Lab 3 - Data Cleaning and Validating
Created Monday 17 November 2014 - Lab Home
At the end of this lab we should be able to clean the data ( Validity, Accuracy, Completeness, Consistency and Uniformity) and should be able to grain the ability to assess the best method/tool to clean the data.
- Clear formatting for further processing
- Importing, Paste, Paste Special
- Changing rows into columns (Paste Special - Transpose)
- Remove white space or new lines inside cells
- Find missing data or empty cells
- Deal with the Typos (filters, Data Validations)
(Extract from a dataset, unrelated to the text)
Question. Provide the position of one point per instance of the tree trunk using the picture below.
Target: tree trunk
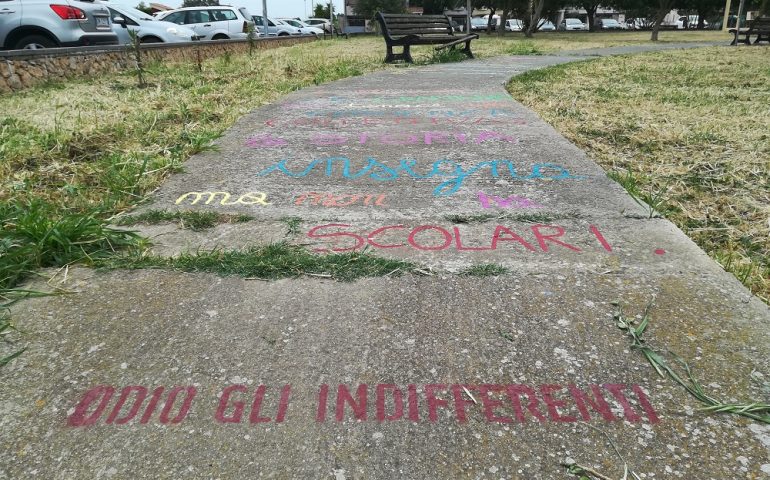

- Column formatting - Decimals, Date, Currency, % etc
- Conditional format the columns
Sample Exercise Questions
- Clean the school marks data for analysis
- Clean the BBMP data for analysis
Example Data Sets for Lab
- BBMP Schools info
- BBMP Park Info
- Assets and Liabilities of BBMP Councillors
- DICE School Data
Tools
Libre Office Calc
- Libre Office is available for Linux, Win and Mac
- Calc is the Spreadsheet applications
Data Explorer
- Data Explorer is an online tool
Other tools
- Open Refine - is a powerful tool for working with messy data: cleaning it; transforming it from one format into another; extending it with web services; and linking it to databases like Freebase.